Yes, a judgement call must be part of the process, of course.
I look upon reference tracks as a means of communication. Instead of saying “I want the snare to sound warm and crisp, with some air” or some other meaningless bullshit, a client can simply refer to an already-existing track and say ‘can you make the snare sound like this, please?’ It gets me from point A to point B as quickly as possible.
And I view the recordings as their method of communication. And if a client asked me to make their snare sound like this or like that, I’d tell them that’s not how it works. Because it’s not. I may choose to mangle a snare, or boost it with a replacement if the tone of it seems out of place with the record, but I’m not playing this game of fashion plate snare tones as directed by the Artist or client because it’s nothing but a wank and that’s not my position. People who come to me want me to mix the record the way that I hear it. Those who want something else are referred to someone who does something else. I’m in that position because I have my name associated with numerous records of note. That’s not bragging. That’s just the reality. Much, if not most, of this business is based on perception.
I already know how you do things, and what you must endure, because I’ve been in your position. I’ve been in nearly every position there is in this business. Which is why I can talk about them all. But for some strange reason, you seem to think that you’ve got all of this shit figured out. And you might be really talented and have a ton of potential, but if you want to charge more than $12 per hour sooner than later, then you might do well to drop the defenses a little and open up to some information from someone who has seen a thing or two.
I’ve done both. That’s how I know that charging by the hour works better for me. I don’t see any change in perception from clients when I charge by the hour. However, I do see:
A better attitude from myself because I am not begrudgingly working ‘extra’ unplanned hours on a mix. (I might be working extra hours, but I will be paid for them).
My first record in LA as a recordist was Bizarre Ride to the Pharcyde. I was paid $10 an hour to record that album, which went Gold but was also beloved by the industry in general, and that record quickly put me in a position to charge by the track. By 1995 when I mixed Ben Harper’s Fight For Your Mind, I was charging $1000 per mix. I was no longer mixing for Delicious Vinyl because they didn’t want to pay that much money for a mix. They wanted to hire someone young and upcoming that could do a great job, and who would charge them relatively little. I was that in 1993. I was not that in 1995, and so I basically had to cut them loose as a client. In general, you don’t grow with your clients, you grow out of them. Food for thought.

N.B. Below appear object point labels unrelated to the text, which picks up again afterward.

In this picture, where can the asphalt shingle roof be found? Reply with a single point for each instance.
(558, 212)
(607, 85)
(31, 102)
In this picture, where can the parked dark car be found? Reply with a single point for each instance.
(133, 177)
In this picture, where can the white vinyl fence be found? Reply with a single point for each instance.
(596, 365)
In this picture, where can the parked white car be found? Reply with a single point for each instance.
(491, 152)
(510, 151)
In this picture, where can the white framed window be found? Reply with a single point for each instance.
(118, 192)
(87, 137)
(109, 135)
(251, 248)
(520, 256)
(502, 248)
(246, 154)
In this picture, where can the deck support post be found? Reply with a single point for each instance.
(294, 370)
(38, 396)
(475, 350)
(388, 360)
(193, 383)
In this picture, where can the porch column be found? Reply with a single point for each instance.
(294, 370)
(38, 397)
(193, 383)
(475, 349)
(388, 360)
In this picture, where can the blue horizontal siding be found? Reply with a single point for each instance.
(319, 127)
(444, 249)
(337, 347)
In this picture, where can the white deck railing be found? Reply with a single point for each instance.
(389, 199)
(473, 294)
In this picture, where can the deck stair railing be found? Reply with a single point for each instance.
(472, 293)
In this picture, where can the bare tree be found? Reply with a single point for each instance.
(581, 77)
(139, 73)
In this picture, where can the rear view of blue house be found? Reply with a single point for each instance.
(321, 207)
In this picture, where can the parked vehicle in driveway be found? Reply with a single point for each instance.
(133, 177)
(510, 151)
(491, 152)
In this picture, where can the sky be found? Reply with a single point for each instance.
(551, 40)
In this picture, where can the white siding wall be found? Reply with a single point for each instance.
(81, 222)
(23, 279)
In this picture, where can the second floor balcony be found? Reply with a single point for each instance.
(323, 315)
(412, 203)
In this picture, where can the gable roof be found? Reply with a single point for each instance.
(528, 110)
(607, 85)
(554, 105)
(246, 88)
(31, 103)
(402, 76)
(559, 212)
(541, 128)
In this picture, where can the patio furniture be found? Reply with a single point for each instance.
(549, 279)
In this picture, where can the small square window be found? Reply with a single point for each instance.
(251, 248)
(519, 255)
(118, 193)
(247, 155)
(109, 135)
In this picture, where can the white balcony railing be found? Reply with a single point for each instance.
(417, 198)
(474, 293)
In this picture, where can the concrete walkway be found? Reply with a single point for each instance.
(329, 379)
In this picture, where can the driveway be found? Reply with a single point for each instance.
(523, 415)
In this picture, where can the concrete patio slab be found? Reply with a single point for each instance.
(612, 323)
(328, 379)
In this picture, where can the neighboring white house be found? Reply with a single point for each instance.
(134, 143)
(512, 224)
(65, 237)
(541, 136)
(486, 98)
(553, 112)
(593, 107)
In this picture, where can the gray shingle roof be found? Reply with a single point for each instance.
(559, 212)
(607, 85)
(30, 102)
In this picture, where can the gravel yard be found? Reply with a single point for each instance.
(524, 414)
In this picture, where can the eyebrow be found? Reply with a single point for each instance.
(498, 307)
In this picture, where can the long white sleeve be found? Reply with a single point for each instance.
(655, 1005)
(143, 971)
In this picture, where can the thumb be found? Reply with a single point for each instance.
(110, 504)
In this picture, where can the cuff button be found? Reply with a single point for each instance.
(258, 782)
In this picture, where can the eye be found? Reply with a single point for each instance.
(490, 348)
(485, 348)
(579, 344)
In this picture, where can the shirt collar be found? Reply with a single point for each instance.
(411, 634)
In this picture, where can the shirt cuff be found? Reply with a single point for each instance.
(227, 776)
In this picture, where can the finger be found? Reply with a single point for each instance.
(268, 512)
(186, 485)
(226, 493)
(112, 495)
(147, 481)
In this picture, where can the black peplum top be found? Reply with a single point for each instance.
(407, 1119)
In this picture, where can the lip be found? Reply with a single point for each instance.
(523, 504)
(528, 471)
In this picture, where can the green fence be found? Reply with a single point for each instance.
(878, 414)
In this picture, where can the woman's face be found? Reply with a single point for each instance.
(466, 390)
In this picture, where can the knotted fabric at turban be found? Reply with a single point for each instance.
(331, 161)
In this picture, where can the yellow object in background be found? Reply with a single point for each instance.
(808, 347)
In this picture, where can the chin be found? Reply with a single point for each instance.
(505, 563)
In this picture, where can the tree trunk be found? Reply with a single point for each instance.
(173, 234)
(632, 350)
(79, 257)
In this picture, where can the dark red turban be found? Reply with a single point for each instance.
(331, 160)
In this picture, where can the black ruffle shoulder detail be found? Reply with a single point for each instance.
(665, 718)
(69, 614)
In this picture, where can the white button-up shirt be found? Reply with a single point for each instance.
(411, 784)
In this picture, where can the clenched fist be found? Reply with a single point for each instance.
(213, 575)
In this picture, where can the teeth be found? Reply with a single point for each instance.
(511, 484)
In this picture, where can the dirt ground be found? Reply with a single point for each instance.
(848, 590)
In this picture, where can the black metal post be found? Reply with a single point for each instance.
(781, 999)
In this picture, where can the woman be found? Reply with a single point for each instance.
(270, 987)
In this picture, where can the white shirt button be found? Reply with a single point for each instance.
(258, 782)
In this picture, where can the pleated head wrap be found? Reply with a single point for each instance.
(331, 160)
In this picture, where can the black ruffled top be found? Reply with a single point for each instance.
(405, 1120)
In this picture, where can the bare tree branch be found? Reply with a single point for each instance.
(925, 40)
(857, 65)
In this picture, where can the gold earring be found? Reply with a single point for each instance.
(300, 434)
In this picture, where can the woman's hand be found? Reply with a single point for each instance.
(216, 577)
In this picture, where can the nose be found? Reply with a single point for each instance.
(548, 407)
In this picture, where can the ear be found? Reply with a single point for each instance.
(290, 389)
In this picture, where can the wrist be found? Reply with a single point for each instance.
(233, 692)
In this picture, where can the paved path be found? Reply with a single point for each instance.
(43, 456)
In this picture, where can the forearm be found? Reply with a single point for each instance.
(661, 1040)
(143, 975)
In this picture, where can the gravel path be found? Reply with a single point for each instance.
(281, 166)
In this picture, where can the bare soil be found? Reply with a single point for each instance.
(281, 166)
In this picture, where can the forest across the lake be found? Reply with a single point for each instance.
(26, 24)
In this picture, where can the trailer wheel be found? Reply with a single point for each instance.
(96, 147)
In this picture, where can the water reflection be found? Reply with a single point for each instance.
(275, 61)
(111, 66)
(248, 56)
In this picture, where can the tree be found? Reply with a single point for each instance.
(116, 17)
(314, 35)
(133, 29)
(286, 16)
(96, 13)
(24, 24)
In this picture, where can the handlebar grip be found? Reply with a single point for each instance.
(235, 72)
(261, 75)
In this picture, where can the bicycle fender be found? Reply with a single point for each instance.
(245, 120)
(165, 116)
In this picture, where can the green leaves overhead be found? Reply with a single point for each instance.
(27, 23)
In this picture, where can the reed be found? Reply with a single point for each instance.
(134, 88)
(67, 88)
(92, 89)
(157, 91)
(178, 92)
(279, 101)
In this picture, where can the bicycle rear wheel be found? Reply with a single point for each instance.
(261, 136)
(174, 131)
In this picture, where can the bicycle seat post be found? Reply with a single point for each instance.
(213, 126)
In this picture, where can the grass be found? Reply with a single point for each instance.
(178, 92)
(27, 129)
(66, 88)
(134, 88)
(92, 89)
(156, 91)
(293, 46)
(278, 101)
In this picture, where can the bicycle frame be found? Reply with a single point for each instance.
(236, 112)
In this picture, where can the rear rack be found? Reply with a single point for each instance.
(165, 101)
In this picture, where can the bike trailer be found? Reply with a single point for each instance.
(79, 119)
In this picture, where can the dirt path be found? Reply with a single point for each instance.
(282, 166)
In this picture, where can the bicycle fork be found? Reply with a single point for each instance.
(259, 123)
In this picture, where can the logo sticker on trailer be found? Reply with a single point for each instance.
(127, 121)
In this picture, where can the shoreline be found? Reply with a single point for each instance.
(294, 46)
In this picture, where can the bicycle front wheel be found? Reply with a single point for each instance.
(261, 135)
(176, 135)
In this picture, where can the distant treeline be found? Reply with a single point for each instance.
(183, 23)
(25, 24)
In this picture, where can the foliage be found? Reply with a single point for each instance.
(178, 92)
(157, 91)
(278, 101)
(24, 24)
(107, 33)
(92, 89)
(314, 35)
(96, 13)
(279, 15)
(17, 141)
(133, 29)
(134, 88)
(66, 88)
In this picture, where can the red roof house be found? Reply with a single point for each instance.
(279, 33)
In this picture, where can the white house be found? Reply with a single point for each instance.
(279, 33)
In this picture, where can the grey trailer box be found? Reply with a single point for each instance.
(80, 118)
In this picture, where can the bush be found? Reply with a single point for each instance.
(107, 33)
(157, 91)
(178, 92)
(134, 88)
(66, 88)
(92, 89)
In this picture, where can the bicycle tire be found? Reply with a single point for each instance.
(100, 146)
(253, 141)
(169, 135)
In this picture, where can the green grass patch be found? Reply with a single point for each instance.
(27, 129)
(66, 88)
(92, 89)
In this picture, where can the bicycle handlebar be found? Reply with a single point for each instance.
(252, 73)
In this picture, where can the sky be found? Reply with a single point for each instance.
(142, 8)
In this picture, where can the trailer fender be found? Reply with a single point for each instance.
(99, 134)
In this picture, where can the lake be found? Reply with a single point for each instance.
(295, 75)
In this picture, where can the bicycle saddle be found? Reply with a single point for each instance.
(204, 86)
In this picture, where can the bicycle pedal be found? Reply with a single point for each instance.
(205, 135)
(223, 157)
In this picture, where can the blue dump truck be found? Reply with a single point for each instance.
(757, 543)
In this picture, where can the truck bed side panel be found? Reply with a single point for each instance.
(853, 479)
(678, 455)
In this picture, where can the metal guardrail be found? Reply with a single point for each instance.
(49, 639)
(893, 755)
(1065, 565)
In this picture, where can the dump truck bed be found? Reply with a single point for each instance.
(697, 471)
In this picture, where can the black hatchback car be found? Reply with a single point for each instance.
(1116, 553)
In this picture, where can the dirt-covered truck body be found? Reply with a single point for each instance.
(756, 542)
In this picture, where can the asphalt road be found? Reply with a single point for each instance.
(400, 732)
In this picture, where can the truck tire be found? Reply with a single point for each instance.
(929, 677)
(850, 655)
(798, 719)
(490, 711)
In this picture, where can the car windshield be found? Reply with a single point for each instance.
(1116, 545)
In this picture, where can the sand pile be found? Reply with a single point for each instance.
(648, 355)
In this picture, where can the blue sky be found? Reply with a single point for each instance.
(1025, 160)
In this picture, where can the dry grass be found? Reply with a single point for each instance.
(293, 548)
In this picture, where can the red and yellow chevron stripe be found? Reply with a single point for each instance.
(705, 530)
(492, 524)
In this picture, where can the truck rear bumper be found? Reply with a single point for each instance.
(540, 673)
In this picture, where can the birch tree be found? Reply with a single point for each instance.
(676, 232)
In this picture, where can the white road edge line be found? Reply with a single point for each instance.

At the peak of my mixing career and the music business as an entity, I was paid $2500 per mix. I really didn’t give a crap whether a mix took me 12 hours or 6. All I cared about was delivering the best mixes possible so that I could continue to charge that kind of dough. When you charge by the track, you charge more than you would have made by the hour. Not less.
Of course, those days are long gone for most everyone because the music business fully shit the bed. But everything is still relative in terms of position and pricing. Prices are depressed from the bottom to the top and have been for nearly a decade now. That just puts my price closer to your price, which doesn’t make things easier for either of us.
If you want to make better records and charge more for them, then you can’t leave the trajectory of your career purely up to chance. You have to proactively parley one success with another, and you would do well to mimic how the most successful people operate and charge. In the early nineties I wanted to charge by the mix because the biggest mixers charged by the mix. The way I figured it, if I charged what the big boys did, then I would be perceived differently and taken more seriously despite my young age. That was true.
In general, you want to mimic what successful people do. Not discount it.